Anyway, good news for once:

There are only about four to 10 genetic differences between the strains that have infected people in the U.S. and the original virus that spread in Wuhan, he said.

“That’s a relatively small number of mutations for having passed through a large number of people,” Thielen said. “At this point the mutation rate of the virus would suggest that the vaccine developed for SARS-CoV-2 would be a single vaccine, rather than a new vaccine every year like the flu vaccine.”

It would be more like the measles or chickenpox vaccines, he said — something that would likely confer immunity for a long time.

“I would expect a vaccine for coronavirus would have a similar profile to those vaccines. It’s great news,” Thielen said.

A virologist explained to WaPo why the flu is different. If two flu strains enter the same cell, they can exchange segments of their genome to form a third, new strain. A flu shot that’s effective against the original two strains might be less effective against the third one. Coronavirus strains don’t appear to be aggressively forming hybrids that way. Essentially there’s one main strain with minor variations. Find a vaccine that nukes that and you’ve nuked the virus altogether.

The most promising candidate for a vaccine in the U.S. is being developed by Moderna Therapeutics. They’re able to move rapidly because they use an innovative technique:

[I]f the vaccine proves not just safe, but also successful, the company is preparing for an anticipated “incredible demand to scale up the vaccine very, very quickly,” Hoge says, “we have already started to do work to scale up to producing millions of doses.”

That’s made possible, in part, by the non-traditional technology used to make this particular vaccine. Moderna uses mRNA, a genetic form of the virus’ genome, in its vaccine. When it’s injected into people, cells then process it so immune cells can recognize it and target it for destruction. Unlike the processes used to make most traditional vaccines, this method does not require growing huge amounts of the virus, which is time-consuming.

Scientists who’ve analyzed Moderna’s vaccine say that the risk that it’ll cause “immune enhancement,” a side effect in which it makes an infected vaccinated person sicker, is low.
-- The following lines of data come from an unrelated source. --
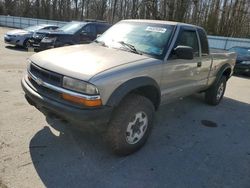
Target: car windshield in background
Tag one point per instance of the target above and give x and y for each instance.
(34, 28)
(72, 27)
(146, 38)
(241, 51)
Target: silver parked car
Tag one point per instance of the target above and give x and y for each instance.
(20, 37)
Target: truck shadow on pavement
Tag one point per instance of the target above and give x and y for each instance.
(181, 152)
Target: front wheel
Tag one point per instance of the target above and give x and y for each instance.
(131, 124)
(27, 44)
(215, 93)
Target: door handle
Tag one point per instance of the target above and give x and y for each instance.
(199, 64)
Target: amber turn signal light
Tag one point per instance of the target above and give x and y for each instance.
(79, 100)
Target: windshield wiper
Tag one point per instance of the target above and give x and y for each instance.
(101, 43)
(130, 47)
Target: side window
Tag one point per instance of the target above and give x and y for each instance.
(89, 29)
(188, 38)
(100, 29)
(50, 27)
(204, 42)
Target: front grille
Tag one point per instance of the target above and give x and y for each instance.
(46, 76)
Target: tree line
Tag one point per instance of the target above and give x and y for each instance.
(218, 17)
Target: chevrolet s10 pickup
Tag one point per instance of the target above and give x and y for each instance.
(120, 80)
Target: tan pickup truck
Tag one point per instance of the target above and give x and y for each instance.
(119, 81)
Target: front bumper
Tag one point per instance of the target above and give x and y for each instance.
(88, 116)
(9, 40)
(35, 43)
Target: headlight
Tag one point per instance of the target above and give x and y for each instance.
(48, 39)
(245, 62)
(79, 86)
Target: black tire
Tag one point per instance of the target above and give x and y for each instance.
(126, 117)
(215, 93)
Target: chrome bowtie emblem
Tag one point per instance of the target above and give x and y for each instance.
(39, 81)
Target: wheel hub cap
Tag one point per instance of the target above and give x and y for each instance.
(136, 128)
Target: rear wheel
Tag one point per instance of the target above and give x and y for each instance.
(131, 124)
(215, 93)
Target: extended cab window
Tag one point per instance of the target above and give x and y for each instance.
(188, 38)
(100, 29)
(204, 42)
(89, 30)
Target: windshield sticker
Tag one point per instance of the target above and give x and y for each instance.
(156, 29)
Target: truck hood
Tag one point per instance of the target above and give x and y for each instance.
(83, 61)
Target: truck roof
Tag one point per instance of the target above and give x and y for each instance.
(161, 22)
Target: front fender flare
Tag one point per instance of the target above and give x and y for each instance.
(131, 85)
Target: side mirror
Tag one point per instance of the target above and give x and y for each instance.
(184, 52)
(84, 33)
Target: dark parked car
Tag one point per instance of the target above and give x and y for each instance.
(243, 60)
(71, 33)
(20, 37)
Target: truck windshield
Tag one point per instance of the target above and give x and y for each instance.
(241, 51)
(72, 27)
(146, 38)
(34, 28)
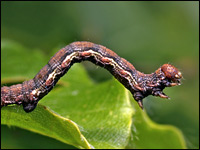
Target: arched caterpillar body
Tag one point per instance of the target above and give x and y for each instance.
(139, 84)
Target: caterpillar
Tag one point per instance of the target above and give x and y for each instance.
(139, 84)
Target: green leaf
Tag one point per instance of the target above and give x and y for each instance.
(84, 114)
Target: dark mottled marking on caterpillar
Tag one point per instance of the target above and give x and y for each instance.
(139, 84)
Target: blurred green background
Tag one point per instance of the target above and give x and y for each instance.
(147, 34)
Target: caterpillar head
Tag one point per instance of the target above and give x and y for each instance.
(172, 74)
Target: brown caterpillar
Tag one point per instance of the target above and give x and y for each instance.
(139, 84)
Reading that, though, you can understand why researchers would want to take their time with development even in the middle of a global crisis. Imagine millions of people being given a shot that inadvertently made COVID-19 *more* severe for them. The timetable for mass dosing remains a year away, but depending on how grave the crisis gets, Moderna might start administering the vaccine to health-care workers this fall. Imagine the public clamor for the drug if doctors and nurses who are part of that trial report that it’s successful in creating immunity for them.

Moderna’s not the only game in town, though. There’s a global competition to be the first nation to land on the COVID-19 moon by developing a vaccine and of course the Chinese intend to win it, not only for reasons of prestige but because they can use access to the vaccine as leverage over smaller countries who might otherwise look to the U.S. for help. I’m not sure what would happen in the U.S. if Beijing announced this fall that they’ve developed a cure and are prepared to begin dosing it out to their people. Would Americans trust China enough to clamor for it? Would they have a choice if FDA regs meant the U.S. alternative was still many months away, with untold numbers destined to get sick without the shot?

Even if health-care workers can’t get Moderna’s vaccine early, there may be other emergency measures available to help protect them from the virus. In lieu of an exit question, read this interesting argument for dosing them up with the Bacillus Calmette-Guérin vaccine. That’s a tuberculosis vaccine but studies have shown it might reduce the risk of respiratory infections in adults by 70-80 percent. A WHO study published a few years ago found that it “had beneficial off-target effects and recommended further research.” It won’t prevent recipients from contracting COVID-19 like a true coronavirus vaccine would, perhaps, but it could conceivably turn a potentially severe case into a milder one.